Outro motivo me obrigava a manter aquele horário, eu não tinha contado para a minha avó sobre aquele pequeno detalhe da minha vida profissional.

Eu devia muito a ela. Desde muito pequena, quando meus pais faleceram, Norma Kohlhase me assumiu como sua responsabilidade e não me deixou faltar nada. Há um tempo que tinha descoberto que lhe custou caro, o problema nas costas e nos pulmões foram causados por conta dos dois trabalhos que ela tinha para nos sustentar.

Atualmente, aposentada, minha Oma convivia com seus problemas de saúde estando à frente de uma ONG de reciclagem. Boa parte das despesas daquele lugar, eu quem bancava e não lhe contava que ia metade do meu salário para que ela fosse feliz.

Meu amor por aquela mulher me fazia cometer excessos. Ela retribuía me dando carinho, cuidando da casa e proporcionando momentos divertidos com suas amigas do clube de leitura.

Foi com elas que aprendi a ler e respeitar os mais velhos. Por conviver com as senhoras e não ter escolhido uma profissão para me graduar, eu tinha uma alma velha em um corpo jovem.
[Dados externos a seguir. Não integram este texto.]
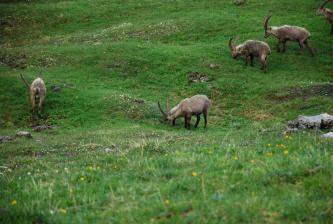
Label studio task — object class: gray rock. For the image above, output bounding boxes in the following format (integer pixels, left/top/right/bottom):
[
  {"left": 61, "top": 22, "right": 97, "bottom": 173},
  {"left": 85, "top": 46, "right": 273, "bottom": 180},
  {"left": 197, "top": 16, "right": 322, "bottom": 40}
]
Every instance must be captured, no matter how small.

Trabalhei em quatro lojas de móveis e decoração. Empenhada em crescer naquele ramo, talvez cursar uma faculdade de arquitetura, estudava sobre o assunto, além da parte específica do meu serviço.

Não sabia o real motivo, mas toda vez que começava a me destacar, era mandada embora. Achava que faltava mais empenho da minha parte e estava me especializando, por conta própria, sobre móveis sustentáveis.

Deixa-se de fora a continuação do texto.